Last week, we had a long conversation on the blog with Ry Schwark of Mentor Graphics who complained that start ups in his industry got the lion's share of the coverage in trade publications (which isn't true except in his own perception) but that too can be considered "bad news" in some circles.
This weekend, while standing in line at Safeway I picked up an issue of Newsweek with the subhead "The real media bias." The article inside stated that what the media is really biased toward is not political, but in favor of conflict. Regardless of what you believe, Newsweek makes a good point. I logged on to SFgate.com (the SF Chronicle site) and took a look at the articles on the front page and all but one had to do with some sort of conflict.
Having considered all this for the past few days I now have a good definition of what "bad news" actually is. It is conflict. Anything that states a position of perception that is contrary to what an entity in power considers correct is bad news. An industry leader (and that means anyone who doesn't call themselves a leader in the news release) is going to consider any news coverage of a competing start up as a conflicting message and therefore bad news.
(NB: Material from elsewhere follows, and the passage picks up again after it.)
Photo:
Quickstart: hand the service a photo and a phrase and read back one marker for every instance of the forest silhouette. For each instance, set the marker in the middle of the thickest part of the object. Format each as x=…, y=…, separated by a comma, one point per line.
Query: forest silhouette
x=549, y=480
Let's contrast that with what might be considered "good news." For an entity to call something good news it would have to be something that agrees with its position. But everyone else competing in that space would have to consider it either "bad news," or worse, "a puff piece."
In that definition any news that does not directly benefit an individual is either bad news or puffery.
But I'm going too set a definition of news that most journalists would agree to. "Bad news" is anything that presents a conflict, like a lawsuit or bad financials. Good news is anything that benefits the larger community, like a cure for cancer or a way to cut the cost of semiconductor design. And real news is information that someone may not have had before... regardless of anyone's marketing plans.
If we want to get back to real journalism, we have to accept that we live in a community larger than our own household.